A lot of time has passed like water under the bridge. My memory can't seem to recall the last time I called to you. I messed up; made a mess of a message you carefully put together.
Father told me; Mother didn't hold back to hold up my ears for your laws to sink in, but as seeds in a fruit, foolishness was bound in my heart, and the rod of discipline I hardened my heart to. I loved them but their lawful lullabies, I loathed.
So, I fell in love, with her - it felt convenient I needed not a conviction; it felt safe I needed not counsels. The sight of her brings to life the butterflies in my belly. When she called my name - Samson - my heart beat faster than the speed of light. Her soft hands made tender my tensed tendons. But it ended; my beloved in the arms of a lover.
This time, not love but lust - I spent on her, the night and myself, in her chambers. My body in hers; her body with mine, an unequal yoke with a seed of Belial.
I lost lust to find love, in her, Delilah. Like currencies, my nights I spent with her; on her, by her side. Her body in my arms - fire in my bones. Her voice, a choice I made to be a song in my ears, in my heart, in my mind every tick of a clock.
My love lulled me to sleep and I slept with seven locks of hair, the pearl You gifted to me; to us; to them, on her lap. I arose from her lap like other times but never like other times - the choice had departed from the chosen.

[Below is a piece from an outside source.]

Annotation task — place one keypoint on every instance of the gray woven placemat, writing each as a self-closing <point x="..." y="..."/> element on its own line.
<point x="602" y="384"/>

Dear God, if You can hear me, can you spare me a minute of Your attention? I laid out my pearl before a pig on make-up and jewelry of gold and silver. I cast the holy thing before dogs clothed in wool and silk. I have wronged You. I have wronged myself. I have wronged us. I have wronged them. I dined with error and despised the table of truth.
My Lord, have mercy on me. The light of my body has been gouged out like bulbs from their sockets. The agony, sharp, aching like a thorn piercing my foot. Remember me again, my Lord, and teach me to remind myself of who You are; Your person and Your promises. Amen.